Notre heritage n’est précédé d’aucun testament.

René Char

It is a strange and sad story that remains to be told and remembered.

What the councils challenged was the party system as such, in all its forms, and this conflict was emphasized whenever the councils, born of revolution, turned against the party or parties whose sole aim had always been the revolution. Seen from the
vanguard point of a true Soviet Republic, the Bolshevik party was merely more dangerous but no less reactionary than all the other parties of the defunct regime.
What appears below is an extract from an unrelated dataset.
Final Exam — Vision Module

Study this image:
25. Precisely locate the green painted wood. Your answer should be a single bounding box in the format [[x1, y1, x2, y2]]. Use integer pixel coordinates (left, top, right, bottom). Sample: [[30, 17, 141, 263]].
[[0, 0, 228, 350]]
As far as the form of government is concerned – and the councils everywhere, in contradistinction to the revolutionary parties, were infinitely more interested in the political than in the social aspect of revolution – the one-party dictatorship is only the last stage in the development of the nation-state in general and of the multi-party system in particular.

Hannah Arendt, On Revolution

The hungarian revolution of 1956, as with so many other revolutionary events of our recent and not so recent past, seems to have fallen to the fate of indifference, forgetfulness and oblivion.  If the past is a field of political struggle, then that oblivion may be judged as in part a consequence of an intentional politics of erasure.  But if capitalism engineers time as part of its very functioning, obliterating both past and future in a present of trance inducing flows of spectacular commodities and a “timeless” morality of work and debt, of responsibility and guilt, then the intentionality becomes secondary to the internal logic of the production and reproduction of capitalist social relations, in which we all participate.